El rito de la muerte en Tehuantepec

Javier CRUZ

TEHUANTEPEC, OAX.- Cada tehuano sabe el rito que tendrá su muerte. Como en ninguna sociedad del país, los zapotecas del Istmo sienten la muerte tan cercana que los rituales fúnebres se expanden por todo un año.

Morirse en esta ciudad dicen que tiene su encanto: “En Tehuantepec es un honor morirse porque después viene el confortamiento de los deudos con los amigos, vecinos, con el pueblo que asiste y coopera con ese dolor”, señaló Rómulo Jiménez, cronista de la ciudad.

El rito funerario principal se concentra en los primeros nueve días del fallecimiento. El velorio, el sepelio y el novenario conjugan el misticismo por la tradición gastronómica y musical que envuelve a la muerte.

“Para el zapoteco de Tehuantepec la muerte es esperada que hasta se prepara con anticipación la partida. Las mujeres deciden qué traje usar, pegan el holán a sus enaguas y lo dejan guardado en el baúl. Es más, le dicen a sus hijos dónde quieren que le velen y qué música le deben tocar durante su funeral”, sostuvo el historiador Mario Mecott.

Los ancestros de  esta ciudad veían a la muerte con resignación y respeto. El miedo más bien iba dirigido al “Dxibi guetu” o “espanto de muerto”, que consistía en sentir la presencia de un ente cuando te tocan los pies, te mueven la hamaca, azotan la puerta o te da “un mal aire”.

“Eso es lo que ya no se usa, es más, ahora es al revés. Le tenemos miedo a morirnos y no al espanto de muerto”, dijo Mario Mecott.

La muerte hasta nuestros días sigue siendo una muestra de hermandad y colectividad en la ayuda económica y moral para los deudos.

Las limosnas y los enceres dados en el velorio como el aceite, las flores y las velas son parte de la mutualidad que aún persiste pese al paso del tiempo.

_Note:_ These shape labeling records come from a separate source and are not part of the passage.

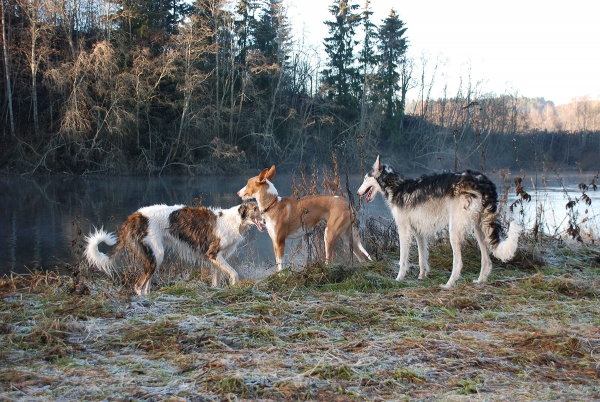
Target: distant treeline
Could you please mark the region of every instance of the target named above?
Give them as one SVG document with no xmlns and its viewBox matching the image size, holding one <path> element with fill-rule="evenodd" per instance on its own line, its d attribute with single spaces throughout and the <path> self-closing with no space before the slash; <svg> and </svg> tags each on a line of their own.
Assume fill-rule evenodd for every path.
<svg viewBox="0 0 600 402">
<path fill-rule="evenodd" d="M 329 10 L 322 60 L 282 0 L 3 1 L 0 172 L 597 168 L 598 102 L 432 100 L 398 12 Z"/>
</svg>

La solidaridad con los familiares del difunto por desgracia está cambiando, asegura Mecott, y eso se debe al ritmo de vida de la modernidad, pues como ejemplo está el compromiso que ahora se adquiere sólo por “cumplir” y dejar la cooperación económica que acompañar al doliente, y es que nuestras actividades nos limitan el tiempo.

La muerte tiene su precio

Sólo para los nueve días del fallecimiento de una persona se llegan a gastar más de 50 mil pesos por todos los ritos costumbristas de Tehuantepec.

Los egresos más fuertes se concentran en la comida como el tamal y el atole de leche que se reparte en los Nueve Días cuyo gasto asciende a 3 mil pesos en promedio.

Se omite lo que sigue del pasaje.